The sequence in question is a long weekend at Laura’s home. Even if it gives Leslie Mann (Apatow’s wife) a chance to really act, the climax becomes tedious. Character choices are unclear, and too often these scenes announce emotion instead of showing it. The vulgar best friends, usually an Apatow highlight, are unfunny because they’re too selfish in such a dramatic universe (this is especially true during Ira’s romantic subplot, which never gains speed). Oh, and there are numerous cameos, from celebrities and up-and-comers alike, and their clever one-liners cannot save the exacerbating final scenes. Perhaps Apatow loves his movie too much to pare it down. Like the characters of Funny People, comedians are great company when they’re on point. When they’re not funny, their company can be almost unbearable, especially with a two and a half hour running time.
With Burma VJ, director Anders Østergaard tries to accomplish a noble thing with meager material.
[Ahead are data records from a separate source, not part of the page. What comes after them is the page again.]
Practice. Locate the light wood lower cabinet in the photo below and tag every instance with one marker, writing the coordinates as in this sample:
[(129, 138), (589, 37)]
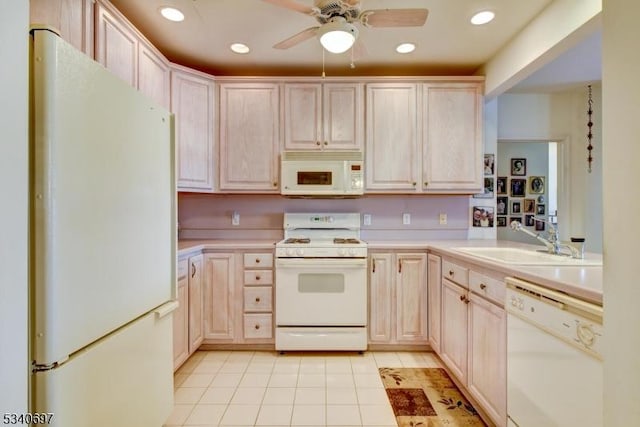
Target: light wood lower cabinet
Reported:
[(398, 298), (238, 298), (473, 334)]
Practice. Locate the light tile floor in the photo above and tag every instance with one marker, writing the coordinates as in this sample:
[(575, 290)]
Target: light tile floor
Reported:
[(254, 388)]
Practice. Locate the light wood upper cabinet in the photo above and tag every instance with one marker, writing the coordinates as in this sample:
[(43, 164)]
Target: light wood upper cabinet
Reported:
[(411, 298), (219, 297), (196, 321), (452, 137), (392, 151), (434, 279), (192, 101), (154, 79), (249, 137), (323, 116), (381, 292), (72, 18), (116, 45)]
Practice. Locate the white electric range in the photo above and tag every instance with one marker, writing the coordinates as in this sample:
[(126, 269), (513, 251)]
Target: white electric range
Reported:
[(321, 283)]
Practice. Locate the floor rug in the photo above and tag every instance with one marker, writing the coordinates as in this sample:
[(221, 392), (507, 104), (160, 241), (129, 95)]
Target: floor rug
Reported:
[(426, 397)]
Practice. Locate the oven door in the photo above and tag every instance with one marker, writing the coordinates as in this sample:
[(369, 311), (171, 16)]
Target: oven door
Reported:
[(321, 292)]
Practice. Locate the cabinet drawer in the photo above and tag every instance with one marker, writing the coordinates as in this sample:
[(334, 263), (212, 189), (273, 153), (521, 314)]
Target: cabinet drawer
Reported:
[(258, 260), (455, 273), (258, 325), (183, 269), (258, 277), (488, 287), (257, 298)]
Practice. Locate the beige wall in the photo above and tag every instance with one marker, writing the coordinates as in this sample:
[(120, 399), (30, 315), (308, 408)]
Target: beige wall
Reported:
[(14, 365), (621, 175), (562, 117)]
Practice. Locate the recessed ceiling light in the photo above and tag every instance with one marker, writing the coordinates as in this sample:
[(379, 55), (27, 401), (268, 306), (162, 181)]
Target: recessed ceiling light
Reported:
[(240, 48), (172, 14), (405, 48), (483, 17)]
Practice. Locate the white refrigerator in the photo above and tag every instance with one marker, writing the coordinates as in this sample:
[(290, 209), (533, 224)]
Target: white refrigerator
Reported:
[(103, 242)]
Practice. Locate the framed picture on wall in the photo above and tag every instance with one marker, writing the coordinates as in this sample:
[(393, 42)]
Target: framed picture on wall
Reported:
[(518, 187), (501, 185), (489, 162), (518, 167), (536, 184)]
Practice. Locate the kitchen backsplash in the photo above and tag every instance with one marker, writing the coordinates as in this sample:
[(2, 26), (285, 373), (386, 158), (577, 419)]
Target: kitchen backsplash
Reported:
[(209, 216)]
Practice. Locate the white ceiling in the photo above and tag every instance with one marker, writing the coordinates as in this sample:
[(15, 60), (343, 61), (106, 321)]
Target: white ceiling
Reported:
[(446, 45)]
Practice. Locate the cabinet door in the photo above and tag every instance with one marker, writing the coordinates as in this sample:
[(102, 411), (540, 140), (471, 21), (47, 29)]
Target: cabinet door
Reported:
[(154, 79), (196, 303), (342, 116), (411, 298), (219, 297), (434, 279), (181, 324), (452, 137), (392, 152), (249, 135), (380, 297), (487, 374), (303, 116), (116, 45), (192, 103), (453, 345), (73, 18)]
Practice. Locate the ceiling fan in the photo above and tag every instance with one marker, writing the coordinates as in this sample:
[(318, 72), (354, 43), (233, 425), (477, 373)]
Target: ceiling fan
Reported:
[(337, 32)]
Late in the summer of 2007, Burma saw the beginnings of an uprising, one that eventually escalated to violence. After the 1988 riots left hundreds dead, the Burmese were too afraid to speak out. Everyone considers the monks a legitimate political force, so when they protest nearly 20 years later, ordinary citizens take to the streets. Østergaard documents the uprising with the help of undercover journalists (like the recent Tehran protests, borders were closed to foreign press). Using the pseudonym Joshua, a journalist serves as narrator, and is never shown on camera. He describes how he and his colleagues would risk their lives for newsworthy images. Secret police scatter throughout the city, and Joshua can never be sure when they will spot him. As the conflict escalates, Joshua flatly notes that more deaths are the only way to stir global conscience.
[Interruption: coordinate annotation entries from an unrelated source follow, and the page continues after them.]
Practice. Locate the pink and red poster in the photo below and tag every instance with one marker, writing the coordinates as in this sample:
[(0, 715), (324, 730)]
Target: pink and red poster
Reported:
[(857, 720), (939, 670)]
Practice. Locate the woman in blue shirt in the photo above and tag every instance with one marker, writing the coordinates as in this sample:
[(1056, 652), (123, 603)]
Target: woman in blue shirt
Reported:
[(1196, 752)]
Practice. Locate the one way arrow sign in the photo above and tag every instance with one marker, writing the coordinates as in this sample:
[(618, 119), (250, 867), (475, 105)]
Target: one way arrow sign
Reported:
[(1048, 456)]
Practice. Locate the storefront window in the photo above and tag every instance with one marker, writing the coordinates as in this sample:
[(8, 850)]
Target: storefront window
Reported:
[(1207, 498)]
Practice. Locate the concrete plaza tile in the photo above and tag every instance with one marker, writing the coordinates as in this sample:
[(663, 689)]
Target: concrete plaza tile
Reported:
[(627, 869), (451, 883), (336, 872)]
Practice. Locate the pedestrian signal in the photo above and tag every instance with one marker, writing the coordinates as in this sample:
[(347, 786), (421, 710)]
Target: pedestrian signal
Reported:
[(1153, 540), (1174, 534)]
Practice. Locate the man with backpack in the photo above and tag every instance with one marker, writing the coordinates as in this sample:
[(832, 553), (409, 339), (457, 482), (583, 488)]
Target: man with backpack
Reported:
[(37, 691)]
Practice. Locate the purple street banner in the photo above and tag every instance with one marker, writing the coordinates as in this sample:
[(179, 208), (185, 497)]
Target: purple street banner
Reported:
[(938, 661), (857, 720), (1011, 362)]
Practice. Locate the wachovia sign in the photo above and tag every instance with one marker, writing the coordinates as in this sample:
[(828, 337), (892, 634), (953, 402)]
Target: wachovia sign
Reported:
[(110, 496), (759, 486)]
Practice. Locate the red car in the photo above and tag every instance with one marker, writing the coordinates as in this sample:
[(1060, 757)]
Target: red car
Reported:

The principle weakness with Burma VJ is the quality of the smuggled footage. Joshua and others had to contend with military police and omnipresent fear, and it follows they could not always get the best shot. I realize the journalists were brave and did the best they could, yet they give Østergaard little to work with, and so his documentary lacks emotional power. At the height of the protests, for example, a journalist snags a shot of opposition leader Aung San Suu Kyi (recent Gandhi prize winner), who has been living under house arrest. It should be a climactic, stirring moment, one that inspires others to act. Joshua says the image is blurry and the woman is at a distance, yet is moved to tears. Audience members lack Joshua’s immediate investment in the struggle, and will not have a similar reaction. That is not to say, however, that all the footage is uninspiring. Journalists catch moments when ordinary Burmese proclaim their desire for martyrdom, and there is suspense as a journalist hides from gunfire. Some especially stirring shots capture the scope of the protests. Østergaard and Joshua have moving stuff, just not enough for a feature-length documentary.